Агроном повернулся лицом к говорившему и закивал головой:

– Трудно с вами не согласиться.

Смерив атамана взглядом, он пальцем указал «в народ», всем видом показывая: «Гля, че люди говорят», а после с нажимом произнес:

– Все это может привести к гибели больших человеческих жертв!

Начштаба, которого разбушевавшийся бомж сбил с подсчета какой-то хитроумной комбинации, заорал на Агронома нечеловеческим голосом:

– Че ты тут разорался? Мне, чего, перед тобой гопака сплясать, что ли? Какие ваши предложения?

Дверь снова приняла на себя удар вражеского тарана, но по всему было видно, что уже с куда меньшим воодушевлением – любой из следующих ударов мог стать фатальным.

Агроном приблизил свое лицо к жирной харе «тыловой крысы» и, чеканя слова, проговорил:

– Есть мнение, надо срочно отсюда валить, пока не огребли.

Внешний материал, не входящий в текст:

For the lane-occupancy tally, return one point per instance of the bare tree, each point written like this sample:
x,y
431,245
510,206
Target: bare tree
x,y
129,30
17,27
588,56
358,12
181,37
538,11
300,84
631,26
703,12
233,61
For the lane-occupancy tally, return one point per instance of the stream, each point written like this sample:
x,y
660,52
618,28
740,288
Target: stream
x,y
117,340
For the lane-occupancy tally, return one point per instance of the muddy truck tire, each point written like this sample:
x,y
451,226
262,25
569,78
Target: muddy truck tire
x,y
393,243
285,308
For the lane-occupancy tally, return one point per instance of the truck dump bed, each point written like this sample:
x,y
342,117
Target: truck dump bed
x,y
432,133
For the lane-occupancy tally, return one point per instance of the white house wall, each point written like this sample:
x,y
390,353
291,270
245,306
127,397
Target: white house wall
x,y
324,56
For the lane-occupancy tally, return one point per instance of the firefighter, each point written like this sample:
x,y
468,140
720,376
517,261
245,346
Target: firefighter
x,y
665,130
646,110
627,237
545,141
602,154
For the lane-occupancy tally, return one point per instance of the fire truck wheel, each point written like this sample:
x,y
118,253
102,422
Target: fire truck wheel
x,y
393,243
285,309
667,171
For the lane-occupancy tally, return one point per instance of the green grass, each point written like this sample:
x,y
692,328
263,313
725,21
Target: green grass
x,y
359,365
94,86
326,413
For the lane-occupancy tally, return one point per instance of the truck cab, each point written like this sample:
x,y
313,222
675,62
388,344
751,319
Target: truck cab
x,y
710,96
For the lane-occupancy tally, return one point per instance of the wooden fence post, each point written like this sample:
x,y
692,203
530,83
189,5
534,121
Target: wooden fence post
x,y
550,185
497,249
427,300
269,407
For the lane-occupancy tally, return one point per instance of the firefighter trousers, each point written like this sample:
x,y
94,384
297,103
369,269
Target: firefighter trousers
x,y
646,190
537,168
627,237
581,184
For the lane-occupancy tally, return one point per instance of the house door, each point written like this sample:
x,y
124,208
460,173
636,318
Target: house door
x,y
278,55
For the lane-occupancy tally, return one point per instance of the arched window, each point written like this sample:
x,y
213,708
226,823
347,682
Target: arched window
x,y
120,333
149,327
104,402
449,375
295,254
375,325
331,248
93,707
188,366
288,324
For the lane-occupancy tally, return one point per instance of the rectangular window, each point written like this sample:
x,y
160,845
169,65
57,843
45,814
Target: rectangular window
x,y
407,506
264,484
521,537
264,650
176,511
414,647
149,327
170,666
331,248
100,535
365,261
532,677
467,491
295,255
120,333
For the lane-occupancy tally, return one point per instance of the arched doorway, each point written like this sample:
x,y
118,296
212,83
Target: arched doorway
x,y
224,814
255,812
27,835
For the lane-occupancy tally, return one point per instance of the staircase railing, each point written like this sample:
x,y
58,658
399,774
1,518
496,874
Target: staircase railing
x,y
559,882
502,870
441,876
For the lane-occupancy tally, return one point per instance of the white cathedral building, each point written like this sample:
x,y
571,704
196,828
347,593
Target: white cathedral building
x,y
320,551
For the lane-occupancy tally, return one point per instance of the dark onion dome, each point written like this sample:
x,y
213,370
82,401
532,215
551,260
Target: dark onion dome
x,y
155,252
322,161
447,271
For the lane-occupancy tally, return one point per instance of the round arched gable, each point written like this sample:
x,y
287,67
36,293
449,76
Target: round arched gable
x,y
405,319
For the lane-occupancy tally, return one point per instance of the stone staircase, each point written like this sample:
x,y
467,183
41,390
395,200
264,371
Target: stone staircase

Нервно потряхивавший своей бороденкой атаман захихикал противным голосочком:

– Ну, ты размечтался! Поздно пить боржоми, когда почки пролетели.

Как всегда плохо соображавший в ярости Агроном даже опешил на секунду. Новый гулкий удар, едва-едва не сорвавший двери с петель, вернул его мозг к реальности:

– Че-то я не понял. Это что, поговорка такая? Атаман продолжил общаться все в том же истеричном тоне:

– Я типа сам придумал!

Окончательно рассвирепев, Агроном, презрев пресловутую субординацию, двинулся на рохляндского управителя, поигрывая желваками на скулах:

– Ну, батя, ты остряк! Скучать не даешь.

– Фыма Шыфрьш просто! – поддакнул из своего угла Гиви.

Впрочем, собачиться сейчас было ни к чему, да и некогда – красноречивее всего об этом вещала пронзительно скрипевшая под ударами дверь, отделявшая их от толпы голодных урок.

Агроном посмотрел в маленькое окошко почти под самым потолком – снаружи уже занимался рассвет. Он покачал головой и высказал свои соображения:

– Нам бы только ночь простоять. Урка на солнцепеке удар не держит.

Атаман Борис уцепился за эту мысль, словно за спасительную соломинку:

– Да. Да. Точно! – Он забегал из угла в угол, нервно кусая губы. – Предлагаю устроить психическую атаку! Как матросы на зебрах!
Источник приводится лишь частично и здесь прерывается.